If you’ve spent some time touring Asia, I’m sure you’ve gotten to the point where the temple circuit gets a little repetitive. After being in China for one year, in a historical city, full of temples, I was sure I was well acquainted with the temple experience. Also, when you’re living in a city abroad, you don’t feel the same pressure to see the local sights, you’ll be there a while and they’ll be plenty of time to see everything, but then when you near the end of your trip you realize there’s still so much left unseen. Being hungover on my days off, and with most sights closing around 4 or 5, it could be hard to get motivated, but after hearing from a friend who’d been in China for a few years that there was something special about Lingyin temple, I made sure to see it before I left. Lingyin is in fact a special temple. Also known as Temple of the Soul’s Retreat, it is one of the oldest and most famous temples in China, and also the richest.
It is still an active temple, and you can see monks wandering around, preforming ceremonial chants, checking their cell phones. There are also many Buddhist followers making offerings, burning incense and kneeling before the statues.
I often would get excited when visiting temples about signs pointing to caves, but upon finding them would be disappointed, these were not caves with stalactites and stalagmites but damp enclaves with a few dimly lit carvings. Lingyin is similar in that respect, but the carvings are much more impressive, and there are a few caves that can be crawled through until you pop out onto another path, if you’re willing to risk encountering millipedes.
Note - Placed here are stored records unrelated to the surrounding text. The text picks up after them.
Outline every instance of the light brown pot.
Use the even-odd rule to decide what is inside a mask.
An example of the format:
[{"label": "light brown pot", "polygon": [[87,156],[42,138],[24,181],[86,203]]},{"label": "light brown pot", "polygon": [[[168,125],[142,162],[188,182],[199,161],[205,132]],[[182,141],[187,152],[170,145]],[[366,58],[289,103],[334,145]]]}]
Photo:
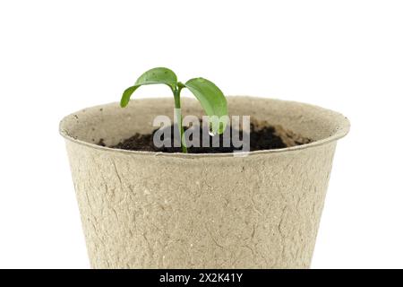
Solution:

Another thing that sets Lingyin apart is The Hall of Five Hundred Arhats (a spiritual leader in Buddhism), which contains slightly larger than life bronze replicas of various leaders, each one unique. Apparently you are supposed to pick your favourite Arhat and then count a certain number down from it and that will be your chosen Arhat, I suppose it’s similar to being confirmed with a saint.
The interesting thing about visiting temples in Asia, is that even though you will be surrounded by people , a peaceful calm resides due to the religious reverence held by the visitors. In China it can be near impossible to get away from people, you can go hiking in the mountains, and you’ll hear people yodeling, or clapping their hands for their circulation, in fact if you go anywhere that bears any semblance to an attraction you’re bound to find crowded paths and hawkers selling boiled corn or roasted yams. So a temple can be a valuable respite for a foreigner and Lingyin is by far the most remarkable I’ve encountered.